L’administration Biden a reconnu ces défis, la secrétaire au Commerce Gina Raimondo ayant récemment noté « des conséquences imprévues dans notre stratégie commerciale qui nécessitent des ajustements ». Cependant, la pression politique contre la modification des structures tarifaires reste forte, particulièrement dans les États clés pour les élections.
Durant mon enquête, j’ai visité SimpleTech, un fabricant d’électronique qui a récemment choisi Kingston, en Ontario, plutôt que Buffalo, New York, pour son expansion. Le PDG James Chen explique : « Nous avons fait tous les calculs possibles. Même avec les incitatifs américains, l’option canadienne nous permet d’économiser environ 14 % sur les coûts de production lorsque nous prenons en compte notre chaîne d’approvisionnement mondiale. »
Les effets se font sentir au-delà de la fabrication. Les marchés immobiliers dans les villes frontalières canadiennes se sont resserrés alors que cadres et travailleurs qualifiés s’y relocalisent. Les taux d’inoccupation des bureaux à Toronto ont chuté de 3,2 points de pourcentage depuis janvier, les multinationales élargissant leurs opérations canadiennes pour gérer leurs chaînes d’approvisionnement redirigées.
Les organisations syndicales américaines ont des réactions mitigées. « Nous avons soutenu les tarifs pour ramener des emplois dans les communautés américaines, pas pour les envoyer au Canada », déclare Teresa Cunningham, directrice régionale des Travailleurs unis de l’automobile. « Mais le problème n’est pas les tarifs eux-mêmes – c’est que nous avons besoin d’une politique industrielle complète, pas seulement de barrières commerciales. »

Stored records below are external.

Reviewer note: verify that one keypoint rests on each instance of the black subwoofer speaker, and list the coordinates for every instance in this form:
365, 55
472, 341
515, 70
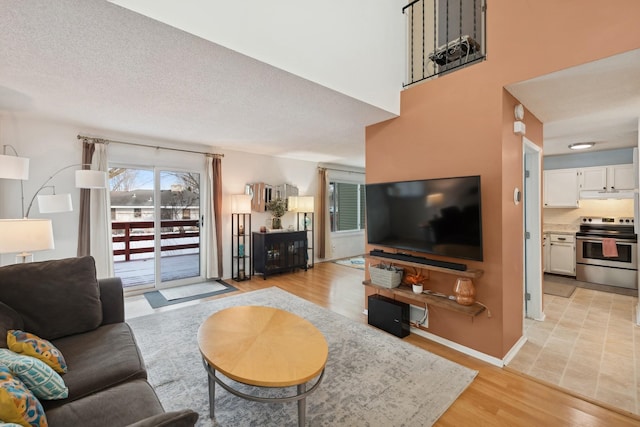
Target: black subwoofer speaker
389, 315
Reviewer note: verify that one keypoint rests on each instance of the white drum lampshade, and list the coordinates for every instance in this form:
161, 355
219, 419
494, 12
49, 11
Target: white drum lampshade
25, 235
292, 204
241, 203
54, 203
13, 167
305, 204
87, 178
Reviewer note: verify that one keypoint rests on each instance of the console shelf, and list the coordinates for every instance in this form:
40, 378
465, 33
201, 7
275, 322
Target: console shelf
473, 274
434, 300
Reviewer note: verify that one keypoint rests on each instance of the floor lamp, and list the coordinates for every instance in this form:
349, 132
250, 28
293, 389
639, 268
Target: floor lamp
304, 205
24, 236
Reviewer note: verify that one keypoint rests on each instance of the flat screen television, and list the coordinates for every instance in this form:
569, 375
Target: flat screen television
435, 216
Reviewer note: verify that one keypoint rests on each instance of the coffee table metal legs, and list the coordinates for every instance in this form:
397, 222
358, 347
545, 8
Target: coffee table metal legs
212, 395
302, 404
301, 395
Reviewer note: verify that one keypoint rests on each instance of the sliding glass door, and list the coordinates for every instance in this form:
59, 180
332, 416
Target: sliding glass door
155, 217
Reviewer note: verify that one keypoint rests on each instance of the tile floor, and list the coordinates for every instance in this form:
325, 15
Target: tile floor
589, 344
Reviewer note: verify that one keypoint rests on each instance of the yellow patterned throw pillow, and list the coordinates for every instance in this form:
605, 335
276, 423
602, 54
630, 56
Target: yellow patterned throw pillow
17, 404
39, 377
32, 345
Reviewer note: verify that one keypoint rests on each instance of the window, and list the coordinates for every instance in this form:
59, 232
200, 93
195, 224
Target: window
346, 206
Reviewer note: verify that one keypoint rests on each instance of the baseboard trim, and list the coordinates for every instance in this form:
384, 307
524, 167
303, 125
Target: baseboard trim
459, 347
514, 350
467, 350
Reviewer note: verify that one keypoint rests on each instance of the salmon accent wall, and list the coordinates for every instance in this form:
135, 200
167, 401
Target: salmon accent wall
462, 124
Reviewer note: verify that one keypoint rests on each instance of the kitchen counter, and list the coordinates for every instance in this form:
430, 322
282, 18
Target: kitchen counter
560, 228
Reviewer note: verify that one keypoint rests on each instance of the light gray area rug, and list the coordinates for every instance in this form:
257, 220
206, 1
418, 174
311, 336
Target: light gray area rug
372, 378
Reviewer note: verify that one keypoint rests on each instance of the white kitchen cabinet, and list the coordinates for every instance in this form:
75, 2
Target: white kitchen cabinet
561, 188
621, 177
562, 254
607, 178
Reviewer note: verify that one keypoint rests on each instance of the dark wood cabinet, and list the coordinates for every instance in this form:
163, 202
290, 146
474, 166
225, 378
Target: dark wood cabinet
279, 252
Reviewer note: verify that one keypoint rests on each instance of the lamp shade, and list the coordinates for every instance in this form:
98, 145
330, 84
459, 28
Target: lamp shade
292, 203
25, 235
13, 167
240, 203
305, 204
54, 203
86, 178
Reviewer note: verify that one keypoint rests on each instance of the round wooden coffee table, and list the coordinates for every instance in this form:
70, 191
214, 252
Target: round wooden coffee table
265, 347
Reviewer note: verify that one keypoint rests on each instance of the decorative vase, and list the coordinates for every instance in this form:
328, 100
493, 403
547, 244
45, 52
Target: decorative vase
276, 223
464, 291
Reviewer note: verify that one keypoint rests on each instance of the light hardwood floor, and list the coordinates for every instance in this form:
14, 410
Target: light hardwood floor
497, 397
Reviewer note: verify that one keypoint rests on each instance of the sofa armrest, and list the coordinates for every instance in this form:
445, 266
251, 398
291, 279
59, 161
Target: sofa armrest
183, 418
112, 298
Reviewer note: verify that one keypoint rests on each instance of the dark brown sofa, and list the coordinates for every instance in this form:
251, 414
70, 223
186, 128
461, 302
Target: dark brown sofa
63, 302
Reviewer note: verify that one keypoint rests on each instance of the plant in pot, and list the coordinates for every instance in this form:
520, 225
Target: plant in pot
277, 207
415, 280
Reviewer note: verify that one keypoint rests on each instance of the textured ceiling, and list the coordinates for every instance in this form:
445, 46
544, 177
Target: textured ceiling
595, 102
97, 65
100, 66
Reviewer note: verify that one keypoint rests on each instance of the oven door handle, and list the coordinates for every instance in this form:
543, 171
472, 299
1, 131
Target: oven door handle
623, 241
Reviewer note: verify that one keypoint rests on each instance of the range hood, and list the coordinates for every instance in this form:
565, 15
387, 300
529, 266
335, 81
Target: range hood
603, 195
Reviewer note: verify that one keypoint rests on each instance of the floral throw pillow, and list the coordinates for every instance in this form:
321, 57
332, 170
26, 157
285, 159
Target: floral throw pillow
32, 345
17, 404
40, 378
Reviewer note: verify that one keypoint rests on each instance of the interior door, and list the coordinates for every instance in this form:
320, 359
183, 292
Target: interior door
533, 231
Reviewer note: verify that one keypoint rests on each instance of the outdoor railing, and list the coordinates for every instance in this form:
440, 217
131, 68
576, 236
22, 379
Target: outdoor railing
139, 231
443, 35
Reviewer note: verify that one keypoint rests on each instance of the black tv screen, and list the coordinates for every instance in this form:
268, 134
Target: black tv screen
435, 216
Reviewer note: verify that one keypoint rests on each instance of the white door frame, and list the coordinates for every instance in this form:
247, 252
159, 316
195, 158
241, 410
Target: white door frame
532, 259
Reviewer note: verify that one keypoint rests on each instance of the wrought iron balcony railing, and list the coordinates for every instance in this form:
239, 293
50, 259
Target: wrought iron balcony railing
443, 35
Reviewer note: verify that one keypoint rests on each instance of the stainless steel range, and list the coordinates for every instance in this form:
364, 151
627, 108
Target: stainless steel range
594, 263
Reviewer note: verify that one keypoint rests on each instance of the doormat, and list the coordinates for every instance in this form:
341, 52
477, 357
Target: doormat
558, 289
156, 299
355, 262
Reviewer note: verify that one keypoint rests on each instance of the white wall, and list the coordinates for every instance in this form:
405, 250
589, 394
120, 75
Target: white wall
51, 146
355, 47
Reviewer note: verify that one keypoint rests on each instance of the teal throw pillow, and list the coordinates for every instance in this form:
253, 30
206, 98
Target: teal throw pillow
40, 378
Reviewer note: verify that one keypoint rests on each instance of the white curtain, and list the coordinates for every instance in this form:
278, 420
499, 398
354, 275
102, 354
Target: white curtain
209, 232
101, 245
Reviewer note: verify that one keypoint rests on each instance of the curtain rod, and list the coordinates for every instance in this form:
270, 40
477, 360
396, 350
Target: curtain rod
109, 141
341, 170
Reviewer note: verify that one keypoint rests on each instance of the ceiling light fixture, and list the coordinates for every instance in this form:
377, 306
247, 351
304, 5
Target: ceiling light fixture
581, 145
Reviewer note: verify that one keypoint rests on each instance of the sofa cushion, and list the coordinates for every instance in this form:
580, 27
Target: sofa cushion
99, 359
121, 405
40, 292
9, 319
17, 404
32, 345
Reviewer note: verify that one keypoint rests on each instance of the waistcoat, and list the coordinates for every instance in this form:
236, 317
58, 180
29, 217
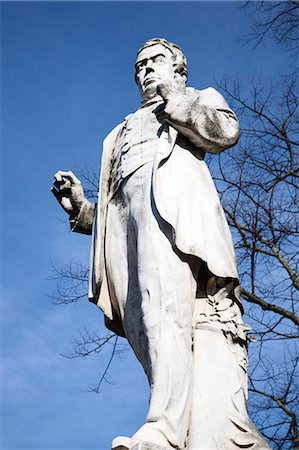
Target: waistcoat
136, 145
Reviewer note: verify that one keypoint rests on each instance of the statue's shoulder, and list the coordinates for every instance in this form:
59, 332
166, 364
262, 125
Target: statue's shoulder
209, 96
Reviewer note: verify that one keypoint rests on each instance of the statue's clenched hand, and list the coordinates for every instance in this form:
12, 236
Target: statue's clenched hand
69, 192
171, 89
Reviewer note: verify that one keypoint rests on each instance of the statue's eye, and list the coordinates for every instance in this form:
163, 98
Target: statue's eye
140, 65
160, 59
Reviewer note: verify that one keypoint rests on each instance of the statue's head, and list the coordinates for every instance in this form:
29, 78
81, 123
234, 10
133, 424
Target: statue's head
159, 62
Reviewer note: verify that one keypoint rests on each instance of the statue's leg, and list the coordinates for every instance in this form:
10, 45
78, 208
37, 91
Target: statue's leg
157, 318
219, 418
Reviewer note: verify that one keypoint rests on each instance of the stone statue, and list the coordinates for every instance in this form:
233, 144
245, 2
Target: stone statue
162, 266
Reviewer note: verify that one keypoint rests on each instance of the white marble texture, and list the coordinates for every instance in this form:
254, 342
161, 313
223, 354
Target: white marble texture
163, 268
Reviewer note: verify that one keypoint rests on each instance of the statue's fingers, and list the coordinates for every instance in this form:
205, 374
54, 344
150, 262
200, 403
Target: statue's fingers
56, 193
66, 204
69, 176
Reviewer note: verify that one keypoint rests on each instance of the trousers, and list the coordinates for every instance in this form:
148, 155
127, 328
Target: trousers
153, 288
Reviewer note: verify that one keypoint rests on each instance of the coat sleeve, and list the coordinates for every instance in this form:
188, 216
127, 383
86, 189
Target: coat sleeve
205, 118
82, 223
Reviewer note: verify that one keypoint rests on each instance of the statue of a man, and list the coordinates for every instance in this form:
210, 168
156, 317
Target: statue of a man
162, 266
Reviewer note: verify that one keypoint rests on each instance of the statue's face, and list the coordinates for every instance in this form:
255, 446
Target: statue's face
154, 66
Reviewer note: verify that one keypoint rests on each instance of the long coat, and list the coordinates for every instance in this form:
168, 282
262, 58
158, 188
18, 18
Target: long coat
183, 190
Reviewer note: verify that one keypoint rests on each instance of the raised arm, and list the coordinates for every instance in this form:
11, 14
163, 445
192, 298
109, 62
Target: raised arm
202, 116
69, 192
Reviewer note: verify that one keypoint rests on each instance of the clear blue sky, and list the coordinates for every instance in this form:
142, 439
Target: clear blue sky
67, 80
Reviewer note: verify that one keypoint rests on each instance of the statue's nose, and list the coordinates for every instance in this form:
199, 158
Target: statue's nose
148, 70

Certaines entreprises américaines se sont adaptées en établissant des structures doubles – maintenant leurs sièges sociaux aux États-Unis tout en déplaçant la production vers des filiales canadiennes. Cet arrangement satisfait aux exigences « Fabriqué en Amérique du Nord » tout en évitant les complications tarifaires.
« Nous voyons essentiellement des contournements de la chaîne d’approvisionnement plutôt qu’un rapatriement fondamental », explique l’économiste Patricia Vega de l’Université de Toronto. « Le capital se dirige vers l’efficacité, et actuellement, l’efficacité signifie produire au Canada pour le marché nord-américain. »
De retour à Windsor, des équipes de construction entament les travaux d’une autre installation manufacturière. Le projet, initialement prévu pour l’Ohio, emploiera éventuellement 450 travailleurs produisant des composants d’équipement médical.
Pour l’instant, la renaissance manufacturière inattendue du Canada se poursuit – un rappel qu’en économie mondiale, les intentions politiques et les résultats réels ne s’alignent pas toujours.